Ouvrir une boutique en ligne peut être une véritable opportunité pour votre micro-entreprise ! Vous pouvez vendre des biens (bijoux, vêtements, produits d’épicerie, etc.) à des professionnels tout comme à des particuliers sans les contraintes d’une boutique physique. Les avantages sont nombreux :

  • Disponibilité 24h / 24 et 7j / 7
  • Livraison à domicile
  • Clients dans le monde entier
  • Paiement en ligne

Vos clients peuvent facilement vous retrouver en quelques clics sur internet, et toutes vos ventes sont regroupées en un seul site !

Il ne faut pas confondre site vitrine et site marchand (e-commerce).
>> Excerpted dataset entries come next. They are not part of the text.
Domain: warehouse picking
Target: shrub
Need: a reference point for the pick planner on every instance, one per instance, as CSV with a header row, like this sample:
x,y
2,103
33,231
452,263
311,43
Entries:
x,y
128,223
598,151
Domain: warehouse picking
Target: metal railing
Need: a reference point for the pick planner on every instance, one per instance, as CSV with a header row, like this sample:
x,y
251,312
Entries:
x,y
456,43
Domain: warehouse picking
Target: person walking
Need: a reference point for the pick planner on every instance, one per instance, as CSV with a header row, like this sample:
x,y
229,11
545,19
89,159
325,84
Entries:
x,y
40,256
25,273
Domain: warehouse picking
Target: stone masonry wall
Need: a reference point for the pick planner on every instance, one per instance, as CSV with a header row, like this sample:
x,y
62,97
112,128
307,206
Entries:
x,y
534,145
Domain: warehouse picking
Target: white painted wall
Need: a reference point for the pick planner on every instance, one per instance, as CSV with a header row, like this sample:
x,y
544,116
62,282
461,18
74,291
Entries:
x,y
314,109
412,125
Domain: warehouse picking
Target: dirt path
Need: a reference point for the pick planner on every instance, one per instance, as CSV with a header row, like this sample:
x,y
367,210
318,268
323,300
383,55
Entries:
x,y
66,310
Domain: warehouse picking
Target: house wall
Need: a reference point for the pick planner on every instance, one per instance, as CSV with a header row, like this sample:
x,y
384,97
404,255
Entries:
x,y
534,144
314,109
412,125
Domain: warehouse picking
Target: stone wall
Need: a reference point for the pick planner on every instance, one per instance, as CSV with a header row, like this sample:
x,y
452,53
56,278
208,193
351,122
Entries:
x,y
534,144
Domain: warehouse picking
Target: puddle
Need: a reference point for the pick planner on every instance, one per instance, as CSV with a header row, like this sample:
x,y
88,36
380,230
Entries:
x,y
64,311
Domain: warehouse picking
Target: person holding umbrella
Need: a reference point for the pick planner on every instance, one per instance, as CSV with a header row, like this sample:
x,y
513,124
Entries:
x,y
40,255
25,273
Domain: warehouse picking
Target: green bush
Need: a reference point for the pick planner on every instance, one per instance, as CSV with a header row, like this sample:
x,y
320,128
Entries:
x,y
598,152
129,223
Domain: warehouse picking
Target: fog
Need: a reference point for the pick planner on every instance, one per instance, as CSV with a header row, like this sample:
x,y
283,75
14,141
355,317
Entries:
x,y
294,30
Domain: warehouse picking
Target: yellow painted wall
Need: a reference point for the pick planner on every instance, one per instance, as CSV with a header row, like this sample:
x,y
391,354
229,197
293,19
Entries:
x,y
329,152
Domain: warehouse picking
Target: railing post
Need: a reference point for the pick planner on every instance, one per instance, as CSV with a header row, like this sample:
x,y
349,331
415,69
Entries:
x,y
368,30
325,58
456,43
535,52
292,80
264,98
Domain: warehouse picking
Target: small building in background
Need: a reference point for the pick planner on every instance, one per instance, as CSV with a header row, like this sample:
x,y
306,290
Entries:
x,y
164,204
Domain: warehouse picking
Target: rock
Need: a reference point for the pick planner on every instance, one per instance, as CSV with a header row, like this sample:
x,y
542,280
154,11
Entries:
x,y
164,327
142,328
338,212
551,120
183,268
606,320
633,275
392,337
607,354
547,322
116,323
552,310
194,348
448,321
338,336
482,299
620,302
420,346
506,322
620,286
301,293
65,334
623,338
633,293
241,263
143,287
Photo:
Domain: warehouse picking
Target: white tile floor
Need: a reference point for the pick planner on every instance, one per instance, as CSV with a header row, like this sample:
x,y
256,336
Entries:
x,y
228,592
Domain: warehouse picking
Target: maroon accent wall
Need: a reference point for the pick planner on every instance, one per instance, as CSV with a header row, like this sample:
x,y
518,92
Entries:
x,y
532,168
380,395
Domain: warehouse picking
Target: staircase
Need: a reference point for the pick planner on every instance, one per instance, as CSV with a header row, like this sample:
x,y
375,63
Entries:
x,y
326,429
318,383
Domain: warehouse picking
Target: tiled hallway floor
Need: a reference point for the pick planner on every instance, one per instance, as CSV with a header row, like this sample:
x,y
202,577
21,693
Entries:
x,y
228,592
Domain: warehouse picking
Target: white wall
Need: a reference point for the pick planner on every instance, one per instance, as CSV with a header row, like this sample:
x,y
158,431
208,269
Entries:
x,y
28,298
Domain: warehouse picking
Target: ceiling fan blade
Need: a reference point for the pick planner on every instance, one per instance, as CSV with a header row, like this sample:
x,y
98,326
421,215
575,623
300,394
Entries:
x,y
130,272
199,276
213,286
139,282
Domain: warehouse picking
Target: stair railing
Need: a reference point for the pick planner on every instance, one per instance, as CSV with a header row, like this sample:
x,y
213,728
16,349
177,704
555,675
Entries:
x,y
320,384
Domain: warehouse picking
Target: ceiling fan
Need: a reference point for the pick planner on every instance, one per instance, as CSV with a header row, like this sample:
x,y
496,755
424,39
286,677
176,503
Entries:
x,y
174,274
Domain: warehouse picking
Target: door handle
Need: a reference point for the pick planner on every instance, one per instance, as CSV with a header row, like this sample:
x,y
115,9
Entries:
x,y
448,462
Un site vitrine a uniquement pour vocation de présenter une entreprise et ses services, comme dans le cas d’un rédacteur web par exemple. Un site de vente en ligne vous permet d’acheter un bien physique. C’est le cas d’un vendeur de bijoux.

Le Dropshipping

Vous aimeriez vous lancer dans le dropshipping ? C'est possible avec le statut d'auto-entrepreneur ! Cette activité est particulièrement adaptée si vous voulez vous lancer dans le e-commerce sans avoir à gérer toute la logistique (fabrication, stockage, préparation et envoi des commandes). Le principe est simple : il vous suffit de tenir une boutique en ligne sur laquelle vous mettez en vente des produits tendance du moment.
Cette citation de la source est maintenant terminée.